Gedert, who’s a fan of pilot programs, worked with the Greater Austin Restaurant Association to run a six-month pilot organics collection program in cooperation with 14 restaurants in 2012. “It confirmed that it can be done, but it also confirmed some of the concerns,” Gedert says. “One was pricing; one was the ability of the haulers to service on a frequent basis; and what’s it like in the middle of the summer?” Feedback from the pilot was taken into account as that phase of the URO was written, though Gedert says pricing is still an unknown.

Skeeter Miller, co-owner of the County Line restaurants and president of the Great­er Austin Restaurant Association, says he’s essentially on board with restaurant composting but concerned about the cost. The County Line donates excess edible food through Keep Austin Fed, but it does generate compostable rib bones, potato peels, and uneaten food scraped from customers’ plates. During the pilot, his restaurants produced about six cubic yards of material every two days. The Dumpsters holding it were heavy, and “yuck factor” oozed out in the summer.

As with each new recycling requirement, there is concern from the affected industry about added costs. Miller says the limited number of organics haulers means charges are higher than for a service like trash, where competitive bidding pushes prices down. He cites his own $5,000 start-up cost for the organics containers and an additional $5,000 per year for hauling costs. Like Lippincott’s household, his own restaurants have been able to reduce the volume in their trash containers by putting organics in a separate bin. But the collections costs are still a net increase, he says.

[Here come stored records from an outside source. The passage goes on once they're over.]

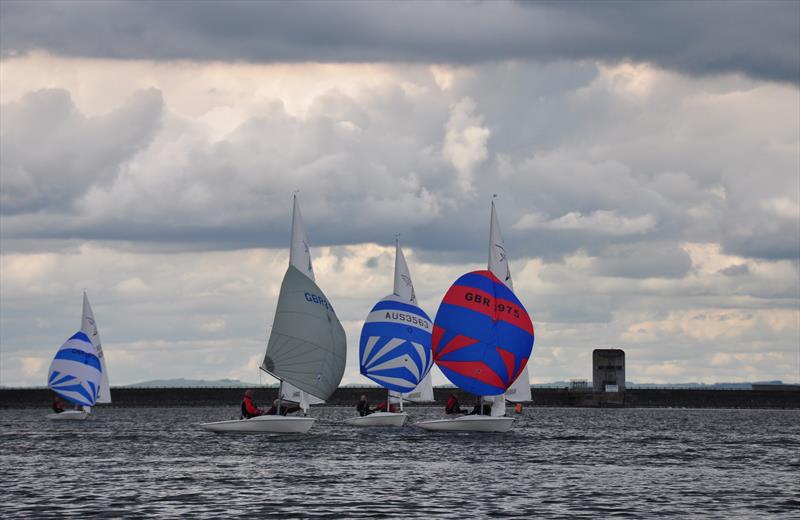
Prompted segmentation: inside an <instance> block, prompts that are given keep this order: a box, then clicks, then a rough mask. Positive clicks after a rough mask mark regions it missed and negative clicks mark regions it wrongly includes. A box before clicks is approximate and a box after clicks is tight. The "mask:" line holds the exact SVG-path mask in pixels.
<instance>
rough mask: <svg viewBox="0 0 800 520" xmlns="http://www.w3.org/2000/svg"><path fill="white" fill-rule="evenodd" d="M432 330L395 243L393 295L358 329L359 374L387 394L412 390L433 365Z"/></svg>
mask: <svg viewBox="0 0 800 520" xmlns="http://www.w3.org/2000/svg"><path fill="white" fill-rule="evenodd" d="M431 329H432V325H431V319H430V318H429V317H428V315H427V314H425V311H423V310H422V309H420V308H419V307H417V305H416V295H415V294H414V285H413V284H412V282H411V275H410V273H409V271H408V265H407V264H406V260H405V257H404V256H403V250H402V249H400V243H399V241H398V242H397V244H396V246H395V277H394V293H393V294H390V295H389V296H386V297H385V298H383V299H382V300H381V301H379V302H378V303H377V304H376V305H375V306H374V307H373V308H372V310H371V311H370V313H369V316H367V319H366V321H365V322H364V327H363V328H362V329H361V341H360V342H359V361H360V366H361V373H362V374H363V375H365V376H366V377H368V378H370V379H372V380H373V381H375V382H376V383H378V384H379V385H381V386H383V387H384V388H387V389H389V390H390V391H395V392H401V393H402V392H411V391H413V390H414V389H415V388H416V387H417V385H418V384H419V383H420V381H422V380H423V379H424V378H425V376H426V375H427V374H428V372H429V371H430V369H431V366H432V365H433V357H432V356H431Z"/></svg>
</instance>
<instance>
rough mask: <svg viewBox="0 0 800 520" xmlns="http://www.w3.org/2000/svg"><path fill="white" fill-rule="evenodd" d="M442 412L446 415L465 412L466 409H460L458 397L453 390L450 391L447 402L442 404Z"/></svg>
mask: <svg viewBox="0 0 800 520" xmlns="http://www.w3.org/2000/svg"><path fill="white" fill-rule="evenodd" d="M444 413H446V414H447V415H453V414H457V413H467V411H466V410H462V409H461V404H459V402H458V397H456V393H455V392H451V393H450V397H448V398H447V404H445V406H444Z"/></svg>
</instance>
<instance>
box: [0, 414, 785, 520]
mask: <svg viewBox="0 0 800 520" xmlns="http://www.w3.org/2000/svg"><path fill="white" fill-rule="evenodd" d="M409 412H410V413H411V414H412V416H413V417H414V418H415V419H424V418H435V417H439V416H440V413H441V410H440V409H439V408H411V409H409ZM236 413H237V406H231V407H228V408H183V409H176V408H160V409H156V408H127V409H125V408H108V409H99V410H98V411H97V413H96V415H95V416H94V417H93V418H92V419H90V420H89V421H86V422H84V423H71V424H67V423H52V424H51V423H49V422H48V421H47V420H45V417H44V416H45V414H46V412H45V411H44V410H2V411H0V438H2V441H0V468H2V487H1V489H2V495H0V517H2V518H14V517H29V518H37V519H38V518H52V517H59V518H70V517H71V518H91V517H101V518H111V517H126V518H137V517H153V516H158V517H160V518H177V517H183V516H192V517H196V518H215V517H216V518H228V517H232V516H248V517H250V516H252V517H261V518H282V519H285V518H297V517H302V518H381V517H395V518H430V517H441V518H465V517H479V518H488V517H507V516H510V517H520V518H533V517H545V518H553V517H562V518H566V517H569V518H576V517H577V518H599V517H612V516H616V517H631V518H642V517H655V516H659V517H665V516H668V517H678V516H694V517H701V516H702V517H717V518H720V517H739V518H757V517H763V518H800V484H799V482H800V426H798V425H799V424H800V411H769V410H670V409H615V410H609V409H603V410H597V409H577V408H569V409H563V408H562V409H543V408H536V409H533V408H530V409H527V410H526V411H525V415H524V416H523V417H522V418H521V419H520V420H519V421H518V422H517V424H516V426H515V429H514V431H513V432H512V433H509V434H466V433H465V434H447V433H431V432H424V431H422V430H418V429H416V428H413V427H406V428H398V429H357V428H355V427H349V426H345V425H343V424H340V423H339V422H338V421H341V420H342V419H344V418H345V417H348V416H352V414H353V410H352V409H351V408H340V407H323V408H316V409H314V410H313V415H314V416H316V417H318V418H319V420H318V421H317V423H316V424H315V426H314V428H312V430H311V432H310V433H309V434H307V435H296V436H267V435H257V434H251V435H218V434H213V433H209V432H205V431H201V430H199V429H198V428H196V424H197V423H199V422H204V421H214V420H223V419H228V418H233V416H234V415H235V414H236Z"/></svg>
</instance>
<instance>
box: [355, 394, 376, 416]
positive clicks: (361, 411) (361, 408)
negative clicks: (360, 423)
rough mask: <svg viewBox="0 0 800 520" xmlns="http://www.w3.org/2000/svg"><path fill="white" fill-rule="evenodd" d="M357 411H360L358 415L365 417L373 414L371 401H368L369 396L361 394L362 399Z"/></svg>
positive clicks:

Not so for Wheatsville Food Co-op, which has been voluntarily composting since 2012 yet has seen its costs remain static. The stores donate edible food to the Blackland Community Development Corporation, and then the remainder goes into organics collection bins. Wheatsville collects both back-of-house material (kale stems in the deli kitchen) and front-of-house scraps (bread crusts from sandwiches eaten in the cafe). Chief Executive Grocer Dan Gillotte says the Guadalupe store has switched from five weekly trash pickups, using the largest Dumpster, to three or four pickups using the smallest Dumpster (the South Lamar store has composted since its 2013 opening). With the addition of composting and the reduction of trash pickup, the Guadalupe store spends about the same amount it did before composting – about $1,750 per month, Gillotte says.

The co-op’s biggest “public-facing win” has been labeling trash, recycling, and compost bins with pictures of items that go in each container, Gillotte says. Without them, customers get confused about what to do with takeout boxes or paper towels. “It takes a little training, but it was easier than we thought to make the transition,” he says. “Food waste is upsetting to people who really understand the issue, so if they can be aware that they’re diverting from the landfill and it’s going to compost, that’s good for staff to hear.”

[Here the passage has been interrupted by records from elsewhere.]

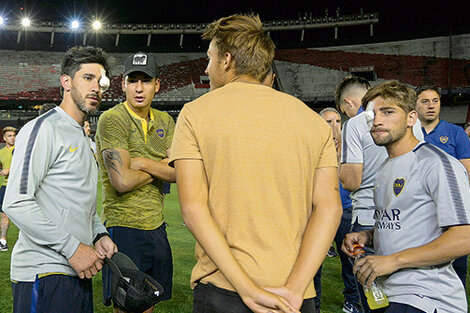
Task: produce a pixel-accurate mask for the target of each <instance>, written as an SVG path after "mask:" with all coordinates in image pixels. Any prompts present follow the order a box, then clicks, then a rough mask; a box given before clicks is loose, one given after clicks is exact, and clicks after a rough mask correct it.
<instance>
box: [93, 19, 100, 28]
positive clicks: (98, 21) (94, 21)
mask: <svg viewBox="0 0 470 313" xmlns="http://www.w3.org/2000/svg"><path fill="white" fill-rule="evenodd" d="M100 28H101V22H100V21H94V22H93V29H100Z"/></svg>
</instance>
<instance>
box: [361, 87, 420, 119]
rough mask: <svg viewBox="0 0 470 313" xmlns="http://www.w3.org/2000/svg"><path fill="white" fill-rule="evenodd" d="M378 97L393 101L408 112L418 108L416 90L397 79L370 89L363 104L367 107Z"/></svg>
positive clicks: (364, 95)
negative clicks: (368, 105)
mask: <svg viewBox="0 0 470 313" xmlns="http://www.w3.org/2000/svg"><path fill="white" fill-rule="evenodd" d="M377 97H381V98H382V99H384V100H385V101H391V102H393V103H394V104H396V105H398V106H399V107H400V108H402V109H403V110H404V111H405V112H406V113H409V112H411V111H413V110H415V109H416V99H417V96H416V92H415V91H414V90H413V89H412V88H410V87H409V86H407V85H405V84H403V83H400V82H399V81H397V80H389V81H386V82H384V83H382V84H380V85H377V86H375V87H372V88H371V89H369V90H368V91H367V93H366V94H365V95H364V97H363V98H362V106H363V107H364V108H365V107H367V104H368V103H369V101H372V100H373V99H375V98H377Z"/></svg>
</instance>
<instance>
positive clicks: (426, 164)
mask: <svg viewBox="0 0 470 313" xmlns="http://www.w3.org/2000/svg"><path fill="white" fill-rule="evenodd" d="M370 102H373V103H374V121H373V126H372V128H371V134H372V137H373V139H374V142H375V143H376V144H377V145H381V146H385V148H386V149H387V153H388V155H389V158H388V159H387V160H386V162H384V164H383V165H382V166H381V167H380V168H379V170H378V172H377V175H376V179H375V188H376V189H375V194H374V199H375V204H376V207H377V209H376V211H375V214H374V218H375V225H374V228H373V229H372V230H368V231H362V232H357V233H351V234H348V235H347V236H346V238H345V240H344V242H343V247H342V249H343V251H344V252H345V253H346V254H348V255H350V256H351V257H353V256H354V254H353V251H354V248H353V247H354V245H355V244H359V245H361V246H362V247H363V246H365V245H373V247H374V249H375V252H376V255H370V256H366V257H363V258H360V259H357V260H356V263H355V265H354V272H355V274H356V275H357V278H358V280H359V281H360V282H361V283H363V284H364V286H365V287H366V288H369V287H370V286H371V285H372V283H373V282H374V281H376V284H377V285H378V286H379V287H382V288H383V290H384V292H385V294H386V295H387V297H388V300H389V302H390V306H389V307H388V308H386V309H382V311H378V312H386V313H398V312H439V313H442V312H448V313H451V312H452V313H456V312H467V300H466V295H465V291H464V288H463V285H462V283H461V281H460V279H459V278H458V276H457V274H456V273H455V271H454V270H453V269H452V266H451V263H452V261H453V260H454V259H455V258H457V257H460V256H462V255H466V254H469V252H470V248H469V245H468V243H467V241H468V236H469V235H470V225H469V224H470V222H469V221H470V188H469V182H468V176H467V173H466V171H465V168H464V167H463V165H462V164H461V163H460V162H459V161H458V160H457V159H455V158H453V157H451V156H450V155H448V154H447V153H445V152H443V151H442V150H440V149H439V148H437V147H435V146H433V145H431V144H428V143H425V142H420V141H419V140H418V139H416V137H415V136H414V135H413V132H412V127H413V125H414V124H415V122H416V120H417V112H416V110H415V108H416V93H415V92H414V91H413V90H412V89H410V88H409V87H407V86H405V85H404V84H401V83H399V82H397V81H390V82H385V83H382V84H381V85H378V86H376V87H374V88H372V89H370V90H369V91H368V92H367V94H366V95H365V96H364V98H363V103H364V104H369V103H370ZM376 278H378V279H377V280H376Z"/></svg>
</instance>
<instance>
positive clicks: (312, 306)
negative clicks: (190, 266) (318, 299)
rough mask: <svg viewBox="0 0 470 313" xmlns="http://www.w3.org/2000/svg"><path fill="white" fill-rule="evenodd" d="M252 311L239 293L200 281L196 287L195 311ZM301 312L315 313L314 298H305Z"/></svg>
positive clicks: (315, 311) (207, 312) (307, 312)
mask: <svg viewBox="0 0 470 313" xmlns="http://www.w3.org/2000/svg"><path fill="white" fill-rule="evenodd" d="M212 312H224V313H250V312H251V310H250V309H249V308H248V307H247V306H246V305H245V303H244V302H243V300H242V298H241V297H240V296H239V295H238V293H236V292H234V291H231V290H226V289H222V288H219V287H216V286H214V285H212V284H202V283H199V284H197V285H196V288H195V289H194V300H193V313H212ZM300 312H301V313H315V312H316V310H315V301H314V300H313V298H310V299H305V300H304V303H303V304H302V307H301V308H300Z"/></svg>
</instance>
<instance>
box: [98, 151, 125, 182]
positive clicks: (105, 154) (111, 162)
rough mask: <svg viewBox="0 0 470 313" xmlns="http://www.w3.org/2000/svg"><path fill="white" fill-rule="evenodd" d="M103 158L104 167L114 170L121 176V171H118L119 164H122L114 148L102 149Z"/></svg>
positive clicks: (109, 169)
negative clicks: (112, 148) (113, 148)
mask: <svg viewBox="0 0 470 313" xmlns="http://www.w3.org/2000/svg"><path fill="white" fill-rule="evenodd" d="M103 159H104V163H105V165H106V168H107V169H108V171H109V170H113V171H115V172H116V173H117V174H118V175H119V176H121V172H120V171H119V167H118V164H119V166H122V159H121V156H120V155H119V152H117V151H116V150H115V149H106V150H104V151H103Z"/></svg>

The small steps, whether on the retail end (putting pictures on the different bins) or the consumer end (dropping banana peels in a compost bin instead of the trash), are ultimately what will move Austin closer to its benchmark of diverting 75% of waste from the landfill by 2020. As with recycling or any other zero-waste initiative, composting requires a combination of city infrastructure and individual motivation to work.

When the Compost Coalition’s Hoffman promotes composting at public events, she tries to engage that motivation with a before-and-after approach. “I like to show people, ‘This is your food, and this is your food three months later as compost,'” she says. “If you just see stinky, putrefying food, you’d think ‘Why would I ever do that?’ But if you can see it in a proper setting and managed correctly, it becomes soil. It smells good, it feels good, and it supports life.”